Il Nephilim osservò per qualche altro istante lo sconosciuto, sgranando gli occhi quando si accorse di un particolare che non aveva notato prima. Un fascio di luce era riuscito a penetrare fra le fronde del vecchio arbusto e in quel momento colpiva dritto in viso il ragazzo. Quegli occhi. Erano occhi di un azzurro impossibile, luminoso e troppo acceso per poter essere naturali; sembravano catturare la luce e rimandare tante sfumature di blu al contempo cosicché era difficile poter affermare con certezza di che colore fossero.
«Tu... sei uno stregone»
Il Nascosto incrociò le braccia al petto, facendo un unico piccolo cenno affermativo col capo in risposta. Sembrava in qualche modo a disagio, come se il sentire sbandierare la propria natura fosse un problema.
Effettivamente, nonostante gli Accordi, che lui si trovasse lì era strano - ragionò velocemente il giovane Cacciatore.
«Cosa ci fai qui? Insomma sei un Nascosto - e non ho niente contro i Nascosti ma sai, mamma e papà dicono di non fidarsi e non sono del tutto sicuro che la signora Maryse sarebbe contenta di vederti nel suo giardino e mi sembra che il signor Robert-»
«Frena, frena... ti hanno mai detto che parli troppo, piccoletto?»
Il ragazzino avrebbe dovuto arrossire, come buona educazione imponeva, ma invece rivolse soltanto un sorriso birichino e solare al suo interlocutore.
«Non sa quante volte, signor stregone!»
Il Figlio di Lilith si ritrovò a distogliere lo sguardo e sbuffare, rassegnato.
«E sei anche troppo diretto.»
Il bimbo inarcò le sottili sopracciglia scure, ingenuamente perplesso.
«Ed è un male?»
L'altro sembrò rifletterci su, picchiettando la punta di uno stivale per terra «Non sempre»
«Signor stregone come ti chiami?»
«Non chiamarmi ''signor stregone''»
Il bambino arricciò il naso, risentito, gonfiando appena le guance e piazzando i pugni sulle ginocchia.

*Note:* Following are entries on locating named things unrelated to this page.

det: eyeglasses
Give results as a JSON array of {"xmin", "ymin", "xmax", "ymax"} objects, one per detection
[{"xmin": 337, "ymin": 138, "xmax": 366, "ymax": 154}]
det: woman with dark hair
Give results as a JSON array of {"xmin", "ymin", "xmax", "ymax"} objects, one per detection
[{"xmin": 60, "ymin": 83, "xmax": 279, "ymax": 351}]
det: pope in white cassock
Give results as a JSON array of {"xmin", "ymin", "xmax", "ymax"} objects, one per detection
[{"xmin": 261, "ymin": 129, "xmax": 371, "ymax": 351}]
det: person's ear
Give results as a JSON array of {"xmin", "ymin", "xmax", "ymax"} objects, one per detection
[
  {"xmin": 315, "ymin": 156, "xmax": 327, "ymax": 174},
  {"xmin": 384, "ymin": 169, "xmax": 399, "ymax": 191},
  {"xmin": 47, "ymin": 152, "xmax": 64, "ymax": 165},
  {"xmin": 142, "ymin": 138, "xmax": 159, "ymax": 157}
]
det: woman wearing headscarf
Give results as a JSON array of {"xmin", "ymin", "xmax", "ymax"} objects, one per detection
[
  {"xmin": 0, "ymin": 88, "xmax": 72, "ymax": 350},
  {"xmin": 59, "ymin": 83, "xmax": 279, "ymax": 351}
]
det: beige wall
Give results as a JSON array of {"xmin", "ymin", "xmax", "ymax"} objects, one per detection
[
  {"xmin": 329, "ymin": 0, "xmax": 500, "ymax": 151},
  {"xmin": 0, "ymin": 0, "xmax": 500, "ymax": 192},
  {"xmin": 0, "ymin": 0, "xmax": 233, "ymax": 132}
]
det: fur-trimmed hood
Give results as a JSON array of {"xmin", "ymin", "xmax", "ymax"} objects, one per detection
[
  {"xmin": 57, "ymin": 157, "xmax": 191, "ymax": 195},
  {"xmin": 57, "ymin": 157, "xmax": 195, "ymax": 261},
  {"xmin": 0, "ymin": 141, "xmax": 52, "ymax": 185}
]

«Ma se non mi dici come ti chiami come faccio a non chiamarti signor stregone? E poi sei uno stregone, scusa, non è che sei un kelpie e ti chiamo stregone, anche perché non avrebbe sens-»
«Alec» sbottò, alla fine, esasperato il Nascosto. Tutto pur di farlo stare zitto.
Il piccolo Nephilim sorrise con aria angelica, vittorioso.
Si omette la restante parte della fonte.